In 2018, Patel will introduce Tandur to Charlotte gourmands at the restaurant's new spot in SouthPark, near the Earth Fare. — Mark Kemp
Poplar & 3rd Street
Like so many creatives from New York City, Los Angeles or San Francisco, William Dissen found Asheville to be a hidden Southern gem of a town. The difference between Dissen and most other interlopers is that he's a native of Appalachia — Charleston, West Virginia, to be exact.
After moving to Asheville, Dissen purchased the swanky Market Place restaurant in 2010, employing a farm-to-table concept.

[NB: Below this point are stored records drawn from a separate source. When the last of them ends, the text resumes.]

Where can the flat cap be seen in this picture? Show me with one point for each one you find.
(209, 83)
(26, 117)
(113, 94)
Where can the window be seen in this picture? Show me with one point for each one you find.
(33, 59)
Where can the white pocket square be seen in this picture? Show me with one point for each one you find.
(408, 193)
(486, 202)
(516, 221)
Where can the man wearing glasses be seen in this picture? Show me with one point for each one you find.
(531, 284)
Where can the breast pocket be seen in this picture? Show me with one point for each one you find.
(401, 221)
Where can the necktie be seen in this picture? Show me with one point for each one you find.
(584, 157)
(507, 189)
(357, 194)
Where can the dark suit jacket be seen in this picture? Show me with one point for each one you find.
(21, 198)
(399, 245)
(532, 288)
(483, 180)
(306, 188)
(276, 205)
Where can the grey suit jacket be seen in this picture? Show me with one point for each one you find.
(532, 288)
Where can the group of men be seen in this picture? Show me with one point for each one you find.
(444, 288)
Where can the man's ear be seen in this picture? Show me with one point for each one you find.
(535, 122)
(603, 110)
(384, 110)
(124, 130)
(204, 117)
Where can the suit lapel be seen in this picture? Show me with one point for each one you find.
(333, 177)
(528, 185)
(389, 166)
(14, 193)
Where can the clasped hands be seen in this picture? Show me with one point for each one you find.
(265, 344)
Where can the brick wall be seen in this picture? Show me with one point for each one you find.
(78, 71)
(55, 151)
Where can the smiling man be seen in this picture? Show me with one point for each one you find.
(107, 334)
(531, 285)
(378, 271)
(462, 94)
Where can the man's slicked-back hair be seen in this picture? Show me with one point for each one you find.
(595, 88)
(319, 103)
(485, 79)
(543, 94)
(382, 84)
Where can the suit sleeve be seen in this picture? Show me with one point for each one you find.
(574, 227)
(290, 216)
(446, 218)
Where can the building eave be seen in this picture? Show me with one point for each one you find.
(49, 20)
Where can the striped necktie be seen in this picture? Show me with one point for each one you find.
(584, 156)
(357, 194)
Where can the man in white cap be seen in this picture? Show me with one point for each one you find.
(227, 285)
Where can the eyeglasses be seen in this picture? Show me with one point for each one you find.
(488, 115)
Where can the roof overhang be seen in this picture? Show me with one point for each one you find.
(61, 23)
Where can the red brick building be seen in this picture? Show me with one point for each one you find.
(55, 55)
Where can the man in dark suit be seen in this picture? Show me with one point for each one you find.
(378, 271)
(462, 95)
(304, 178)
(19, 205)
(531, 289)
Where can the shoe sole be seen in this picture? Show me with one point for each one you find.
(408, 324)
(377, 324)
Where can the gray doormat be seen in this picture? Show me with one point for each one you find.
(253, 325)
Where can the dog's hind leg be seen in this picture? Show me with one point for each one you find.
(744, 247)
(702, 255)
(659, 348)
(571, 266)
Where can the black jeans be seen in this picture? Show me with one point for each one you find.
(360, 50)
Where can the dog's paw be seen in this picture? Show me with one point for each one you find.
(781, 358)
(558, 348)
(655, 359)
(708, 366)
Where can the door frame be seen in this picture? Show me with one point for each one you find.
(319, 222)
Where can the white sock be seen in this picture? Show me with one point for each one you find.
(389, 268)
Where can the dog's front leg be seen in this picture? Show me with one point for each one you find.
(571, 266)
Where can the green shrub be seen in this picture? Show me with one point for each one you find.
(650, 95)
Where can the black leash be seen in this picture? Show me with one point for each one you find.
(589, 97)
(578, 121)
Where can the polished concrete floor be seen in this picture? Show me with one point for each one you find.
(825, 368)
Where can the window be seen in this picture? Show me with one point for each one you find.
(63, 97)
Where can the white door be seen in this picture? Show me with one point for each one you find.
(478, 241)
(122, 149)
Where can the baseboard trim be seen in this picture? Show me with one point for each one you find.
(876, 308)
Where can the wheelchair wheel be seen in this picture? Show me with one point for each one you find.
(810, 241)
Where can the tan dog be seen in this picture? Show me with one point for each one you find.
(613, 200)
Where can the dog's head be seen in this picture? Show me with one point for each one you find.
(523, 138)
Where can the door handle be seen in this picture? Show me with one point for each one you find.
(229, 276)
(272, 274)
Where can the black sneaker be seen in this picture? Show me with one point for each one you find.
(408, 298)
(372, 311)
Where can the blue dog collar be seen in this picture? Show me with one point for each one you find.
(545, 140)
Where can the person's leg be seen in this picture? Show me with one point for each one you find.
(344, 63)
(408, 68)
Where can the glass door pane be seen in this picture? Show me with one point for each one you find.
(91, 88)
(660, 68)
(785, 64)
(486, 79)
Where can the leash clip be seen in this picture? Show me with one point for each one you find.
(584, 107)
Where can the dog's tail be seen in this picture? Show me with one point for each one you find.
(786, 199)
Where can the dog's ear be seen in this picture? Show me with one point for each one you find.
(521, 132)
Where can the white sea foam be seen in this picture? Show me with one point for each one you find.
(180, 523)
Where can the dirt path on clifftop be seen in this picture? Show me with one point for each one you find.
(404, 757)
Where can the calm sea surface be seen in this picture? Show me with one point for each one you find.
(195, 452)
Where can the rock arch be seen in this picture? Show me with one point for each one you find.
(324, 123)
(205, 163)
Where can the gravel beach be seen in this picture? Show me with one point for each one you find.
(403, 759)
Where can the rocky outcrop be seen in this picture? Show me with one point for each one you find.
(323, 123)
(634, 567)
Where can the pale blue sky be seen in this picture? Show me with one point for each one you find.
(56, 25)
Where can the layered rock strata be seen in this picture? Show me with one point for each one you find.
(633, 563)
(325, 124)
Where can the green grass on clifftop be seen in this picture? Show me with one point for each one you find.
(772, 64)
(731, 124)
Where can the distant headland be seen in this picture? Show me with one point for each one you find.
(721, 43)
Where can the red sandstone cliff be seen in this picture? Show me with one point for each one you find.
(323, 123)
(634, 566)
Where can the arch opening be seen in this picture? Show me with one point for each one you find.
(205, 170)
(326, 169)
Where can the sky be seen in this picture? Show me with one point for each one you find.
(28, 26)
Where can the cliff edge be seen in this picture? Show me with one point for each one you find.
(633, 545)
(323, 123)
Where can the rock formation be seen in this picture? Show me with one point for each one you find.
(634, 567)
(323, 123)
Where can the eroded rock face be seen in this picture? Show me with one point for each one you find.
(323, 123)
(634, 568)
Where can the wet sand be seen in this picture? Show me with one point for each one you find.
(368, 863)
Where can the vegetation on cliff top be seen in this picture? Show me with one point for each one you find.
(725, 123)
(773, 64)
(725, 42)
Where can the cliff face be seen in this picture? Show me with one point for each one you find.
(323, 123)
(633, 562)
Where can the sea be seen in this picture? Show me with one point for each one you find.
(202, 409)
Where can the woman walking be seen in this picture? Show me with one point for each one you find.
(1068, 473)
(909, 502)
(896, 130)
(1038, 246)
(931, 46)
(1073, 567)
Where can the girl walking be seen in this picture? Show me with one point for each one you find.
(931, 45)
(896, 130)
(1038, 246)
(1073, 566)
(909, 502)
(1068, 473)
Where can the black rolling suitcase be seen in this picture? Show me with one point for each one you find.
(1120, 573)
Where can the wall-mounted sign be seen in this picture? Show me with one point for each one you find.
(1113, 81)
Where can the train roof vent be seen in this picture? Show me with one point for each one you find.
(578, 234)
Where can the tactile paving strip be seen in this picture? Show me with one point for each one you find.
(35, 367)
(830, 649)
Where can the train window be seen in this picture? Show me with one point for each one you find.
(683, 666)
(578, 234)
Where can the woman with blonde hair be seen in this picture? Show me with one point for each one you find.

It went over smashingly, and now Dissen is expanding to Charlotte, where in January he will open Haymaker on the ground floor of the Ascent apartment building in Third Ward.
The name Haymaker is a subtle reference to Dissen's passion for using ingredients sourced from local farms. With a second restaurant in this region of North Carolina, Dissen recently told the Asheville Citizen-Times, "We'll be sourcing even more sustainable products and, with more mouths to feed, hopefully make the world an even better place.
"A lot of farms we source from now come out of the same foodshed anyway," Dissen added. "Rutherford County is kind of the middle ground between Asheville and Charlotte." — M.K.